Most automobiles, trucks and other motor vehicles are affected by changing temperatures. For example, many internal combustion engines are more difficult to start in cold temperatures than in warm temperatures, so many modern vehicle fuel control systems adjust the start-up crank or crank-run transition fueling during cold weather to make the engine more likely to start. Accordingly, most vehicles now include an engine coolant temperature (ECT) sensor that monitors the temperature of the engine coolant during startup and operation of the vehicle. Temperature information from the ECT can be provided to a powertrain control module (PCM), engine control unit (ECU) or other controller to adjust various engine parameters to optimize performance across a wide range of operating temperatures. Similarly, ECT data may be used for diagnostic monitoring, activating various engine functions (e.g. an exhaust gas recirculation (EGR) valve or torque converter clutch) at desired temperatures, adjusting transmission shift points, varying spark advance or idle speeds, and/or many other functions.

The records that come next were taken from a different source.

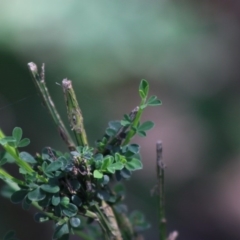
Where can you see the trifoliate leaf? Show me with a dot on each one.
(97, 174)
(24, 142)
(41, 217)
(60, 230)
(75, 222)
(36, 195)
(50, 188)
(27, 157)
(18, 196)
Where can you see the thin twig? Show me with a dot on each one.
(74, 113)
(107, 219)
(39, 81)
(160, 177)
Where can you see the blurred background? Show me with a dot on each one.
(187, 50)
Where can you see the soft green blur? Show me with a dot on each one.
(189, 54)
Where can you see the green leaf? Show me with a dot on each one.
(70, 210)
(145, 126)
(116, 125)
(8, 140)
(17, 134)
(27, 157)
(60, 230)
(3, 161)
(153, 101)
(26, 203)
(133, 165)
(125, 123)
(134, 148)
(143, 106)
(119, 189)
(54, 166)
(41, 217)
(117, 166)
(143, 89)
(50, 188)
(105, 179)
(65, 201)
(36, 195)
(24, 142)
(75, 184)
(18, 196)
(110, 132)
(55, 200)
(106, 162)
(97, 174)
(76, 200)
(75, 222)
(142, 133)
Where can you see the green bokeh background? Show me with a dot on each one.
(189, 53)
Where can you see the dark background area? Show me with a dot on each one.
(187, 50)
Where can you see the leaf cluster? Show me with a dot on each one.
(69, 187)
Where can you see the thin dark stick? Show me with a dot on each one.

Because vehicle exhaust generates a large percentage of air pollutants, particularly in major cities, several state, municipal and federal government agencies regulate the emissions produced by certain vehicles. The United States Environmental Protection Agency (EPA) and the California Air Reduction Board (CARB) are examples of government agencies currently regulating vehicle emissions. The On Board Diagnostic (OBD2) regulations promulgated by the EPA, for example, not only limit the amount of emissions legally produced by a vehicle, but also require that each vehicle monitor the emissions produced and issue a notification to the driver if emissions exceed a specified threshold. Because the ECT is used to adjust various engine operating parameters (e.g. fuel mixture), faults in the ECT sensor may be related to production of excess pollutants in vehicle exhaust. OBD2 and other regulations therefore require that vehicles detect sensor faults, including faults in the ECT sensor.

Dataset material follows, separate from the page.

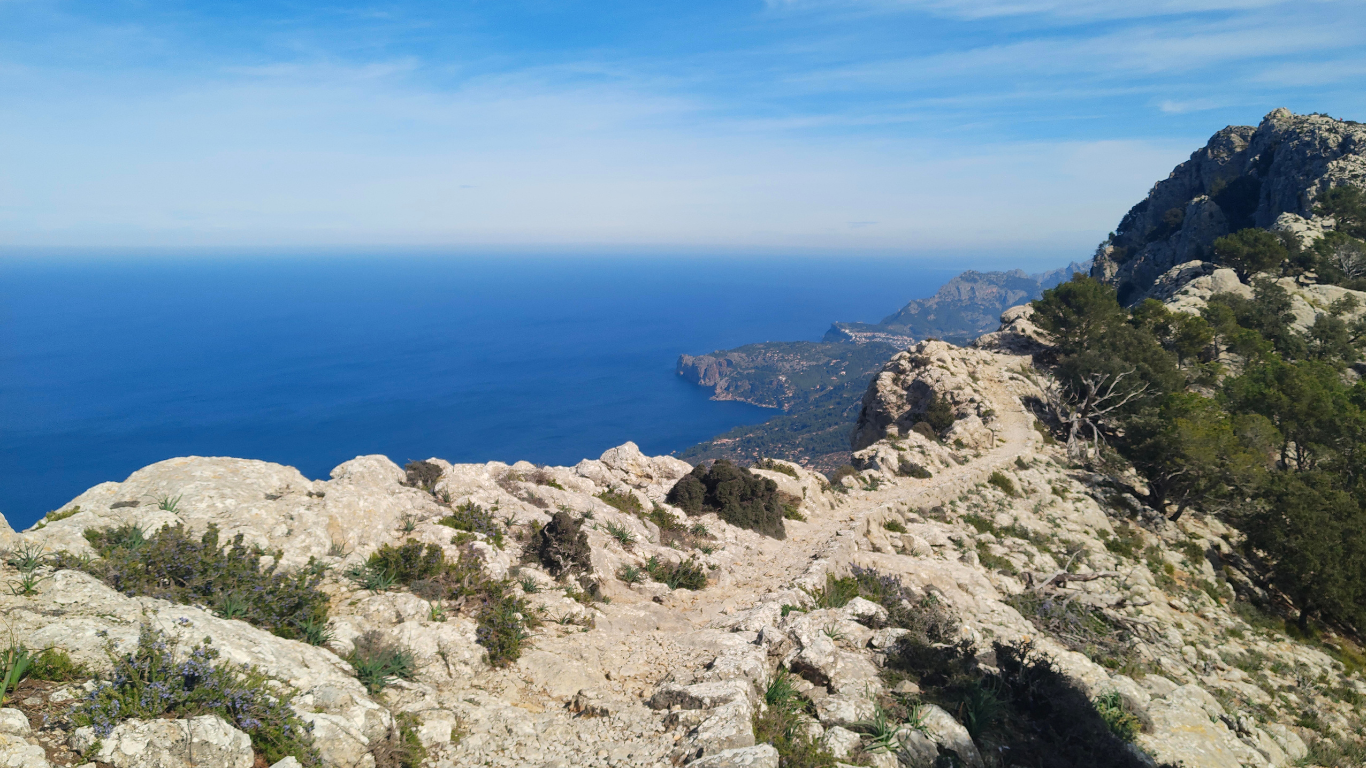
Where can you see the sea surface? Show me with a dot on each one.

In particular, the OBD2 regulations require that the vehicle identify any upward bias of the ECT sensor. Monitoring the performance of the ECT sensor may be complicated, however, by the presence of an engine block heater or similar device. Because the block heater warms the engine coolant while the engine is not running, it can be difficult for the engine controller to differentiate between actual temperature increases created by the block heater and false increases created by a sensor fault.
Accordingly, it is desirable to formulate a technique for identifying irrational ECT sensor data even if an engine block heater is present in the vehicle. Furthermore, other desirable features and characteristics will become apparent from the subsequent detailed description and the appended claims, taken in conjunction with the accompanying drawings and the foregoing technical field and background.